While I do think there are people who take a fundamentalist approach —who use proof texts from papal encyclicals the way Protestant evangelicals can sometimes use Scriptural proof texts to defend their positions, this is a stereotype and borders on smear.
I do not think one is necessarily either in one camp or the other, but there is a spectrum, and many nuances where one might find oneself.
I admit, it was much easier to be an ecclesial Catholic under Pope Benedict XVI! I also think Catholics who hold to Tradition also believe in the teachings regarding Peter as the sign of unity and, guided by the Holy Spirit, the guarantor of the faith.
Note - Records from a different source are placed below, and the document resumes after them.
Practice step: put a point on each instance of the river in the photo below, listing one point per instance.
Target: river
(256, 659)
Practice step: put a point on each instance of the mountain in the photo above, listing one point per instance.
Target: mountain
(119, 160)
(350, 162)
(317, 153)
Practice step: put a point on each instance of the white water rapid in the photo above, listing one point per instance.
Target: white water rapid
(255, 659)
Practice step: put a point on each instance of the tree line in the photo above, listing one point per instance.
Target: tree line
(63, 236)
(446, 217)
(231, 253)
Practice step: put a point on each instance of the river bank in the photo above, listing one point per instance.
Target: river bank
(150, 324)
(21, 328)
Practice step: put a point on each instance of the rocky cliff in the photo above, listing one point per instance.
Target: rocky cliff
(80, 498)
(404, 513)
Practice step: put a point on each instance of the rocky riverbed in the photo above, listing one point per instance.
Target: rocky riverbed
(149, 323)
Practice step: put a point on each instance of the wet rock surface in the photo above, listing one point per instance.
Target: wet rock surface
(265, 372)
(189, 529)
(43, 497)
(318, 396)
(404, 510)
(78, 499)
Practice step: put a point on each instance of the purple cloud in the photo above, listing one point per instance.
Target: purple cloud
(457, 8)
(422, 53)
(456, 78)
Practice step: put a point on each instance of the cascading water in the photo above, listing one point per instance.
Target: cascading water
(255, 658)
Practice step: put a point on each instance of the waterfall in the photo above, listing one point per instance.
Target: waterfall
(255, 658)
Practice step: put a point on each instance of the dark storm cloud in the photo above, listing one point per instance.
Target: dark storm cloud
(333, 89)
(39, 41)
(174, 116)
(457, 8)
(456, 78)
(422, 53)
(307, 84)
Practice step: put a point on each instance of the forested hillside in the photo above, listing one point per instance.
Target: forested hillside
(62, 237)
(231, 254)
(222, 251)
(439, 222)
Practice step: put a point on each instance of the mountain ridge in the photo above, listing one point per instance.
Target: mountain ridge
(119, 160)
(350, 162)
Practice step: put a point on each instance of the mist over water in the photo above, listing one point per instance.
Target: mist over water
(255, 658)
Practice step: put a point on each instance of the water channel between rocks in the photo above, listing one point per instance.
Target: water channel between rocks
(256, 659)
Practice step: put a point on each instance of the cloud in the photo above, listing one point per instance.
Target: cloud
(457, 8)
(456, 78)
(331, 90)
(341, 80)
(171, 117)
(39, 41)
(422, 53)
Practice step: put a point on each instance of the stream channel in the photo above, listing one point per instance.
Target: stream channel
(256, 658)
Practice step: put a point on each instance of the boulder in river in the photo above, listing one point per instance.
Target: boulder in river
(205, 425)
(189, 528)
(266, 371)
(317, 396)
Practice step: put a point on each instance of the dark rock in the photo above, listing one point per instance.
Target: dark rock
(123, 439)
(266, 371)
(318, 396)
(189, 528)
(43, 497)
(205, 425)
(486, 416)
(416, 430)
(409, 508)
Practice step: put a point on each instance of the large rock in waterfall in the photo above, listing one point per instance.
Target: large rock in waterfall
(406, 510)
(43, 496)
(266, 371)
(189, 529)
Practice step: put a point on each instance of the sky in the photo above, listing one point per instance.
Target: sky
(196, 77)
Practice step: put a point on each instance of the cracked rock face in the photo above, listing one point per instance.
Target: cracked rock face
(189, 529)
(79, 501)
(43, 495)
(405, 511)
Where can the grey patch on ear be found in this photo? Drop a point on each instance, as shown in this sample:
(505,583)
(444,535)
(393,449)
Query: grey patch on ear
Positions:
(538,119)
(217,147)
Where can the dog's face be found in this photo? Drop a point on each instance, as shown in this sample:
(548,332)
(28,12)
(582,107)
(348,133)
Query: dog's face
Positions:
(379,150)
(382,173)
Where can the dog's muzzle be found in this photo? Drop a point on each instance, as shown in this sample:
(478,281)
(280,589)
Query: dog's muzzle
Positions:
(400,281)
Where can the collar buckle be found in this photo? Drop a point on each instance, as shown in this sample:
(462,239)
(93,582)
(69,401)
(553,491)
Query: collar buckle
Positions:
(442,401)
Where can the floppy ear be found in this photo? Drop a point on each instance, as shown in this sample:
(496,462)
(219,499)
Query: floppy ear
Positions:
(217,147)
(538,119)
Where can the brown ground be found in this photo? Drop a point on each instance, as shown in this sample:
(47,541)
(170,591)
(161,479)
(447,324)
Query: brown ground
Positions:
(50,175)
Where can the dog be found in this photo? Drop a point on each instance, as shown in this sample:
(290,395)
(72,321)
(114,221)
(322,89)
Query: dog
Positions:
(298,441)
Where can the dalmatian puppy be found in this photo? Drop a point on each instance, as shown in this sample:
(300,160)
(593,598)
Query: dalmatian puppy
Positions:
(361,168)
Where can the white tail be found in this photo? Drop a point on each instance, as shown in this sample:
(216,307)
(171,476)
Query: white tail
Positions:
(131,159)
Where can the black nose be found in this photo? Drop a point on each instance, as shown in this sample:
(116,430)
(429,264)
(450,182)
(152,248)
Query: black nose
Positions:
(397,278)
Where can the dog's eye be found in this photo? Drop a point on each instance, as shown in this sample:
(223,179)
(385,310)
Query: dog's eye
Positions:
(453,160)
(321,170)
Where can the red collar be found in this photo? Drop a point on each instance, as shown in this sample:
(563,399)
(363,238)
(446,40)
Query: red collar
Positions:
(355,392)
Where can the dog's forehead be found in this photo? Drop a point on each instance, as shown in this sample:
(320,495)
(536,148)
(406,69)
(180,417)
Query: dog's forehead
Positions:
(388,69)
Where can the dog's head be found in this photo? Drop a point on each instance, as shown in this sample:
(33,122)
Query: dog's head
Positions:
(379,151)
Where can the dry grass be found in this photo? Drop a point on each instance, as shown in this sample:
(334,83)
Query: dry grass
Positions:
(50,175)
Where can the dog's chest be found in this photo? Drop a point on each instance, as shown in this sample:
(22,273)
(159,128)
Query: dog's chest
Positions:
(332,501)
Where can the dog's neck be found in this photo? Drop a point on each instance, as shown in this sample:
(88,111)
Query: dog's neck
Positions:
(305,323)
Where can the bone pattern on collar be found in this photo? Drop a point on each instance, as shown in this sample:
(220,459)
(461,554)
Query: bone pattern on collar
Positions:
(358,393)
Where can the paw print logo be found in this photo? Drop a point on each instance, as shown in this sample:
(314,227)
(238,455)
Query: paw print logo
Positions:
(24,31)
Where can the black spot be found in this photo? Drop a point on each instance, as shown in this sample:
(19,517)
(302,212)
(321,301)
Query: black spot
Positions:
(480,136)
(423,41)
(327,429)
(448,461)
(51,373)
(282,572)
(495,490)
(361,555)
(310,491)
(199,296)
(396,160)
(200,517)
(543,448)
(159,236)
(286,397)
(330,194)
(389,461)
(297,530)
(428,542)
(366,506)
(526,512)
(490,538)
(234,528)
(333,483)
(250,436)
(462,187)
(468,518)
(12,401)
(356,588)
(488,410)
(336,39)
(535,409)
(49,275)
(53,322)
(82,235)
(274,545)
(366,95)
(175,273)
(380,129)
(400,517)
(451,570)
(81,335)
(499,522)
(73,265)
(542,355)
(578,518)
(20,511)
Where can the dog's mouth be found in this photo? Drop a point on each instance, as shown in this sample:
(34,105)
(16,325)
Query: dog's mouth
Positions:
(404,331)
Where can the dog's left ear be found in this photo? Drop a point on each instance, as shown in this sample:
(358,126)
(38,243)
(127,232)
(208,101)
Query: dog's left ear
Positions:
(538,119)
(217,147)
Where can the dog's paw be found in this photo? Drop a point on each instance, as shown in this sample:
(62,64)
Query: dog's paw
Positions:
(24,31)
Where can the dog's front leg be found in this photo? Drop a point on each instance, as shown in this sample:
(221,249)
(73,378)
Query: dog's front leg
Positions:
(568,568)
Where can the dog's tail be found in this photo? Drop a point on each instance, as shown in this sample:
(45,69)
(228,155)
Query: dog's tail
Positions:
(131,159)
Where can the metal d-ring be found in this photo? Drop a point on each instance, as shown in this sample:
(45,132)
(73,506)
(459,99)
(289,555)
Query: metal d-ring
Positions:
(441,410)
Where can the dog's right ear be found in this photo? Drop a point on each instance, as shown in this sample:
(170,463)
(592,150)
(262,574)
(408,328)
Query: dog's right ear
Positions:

So one who truly holds to Tradition is also an ecclesial Catholic.
But, we are living in a state of tension right now, because Peter seems to be contradicting Peter or at least opening up the possibility and what does that say about the Catholic faith? Does it mean Tradition is meaningless and we are all merely legal positivists now and therefore no matter what comes out of a Pope’s mouth is what we must believe, until the next Pope and then we must just as docilely accept what he says, even if he totally undermines the magisterium of his predecessor?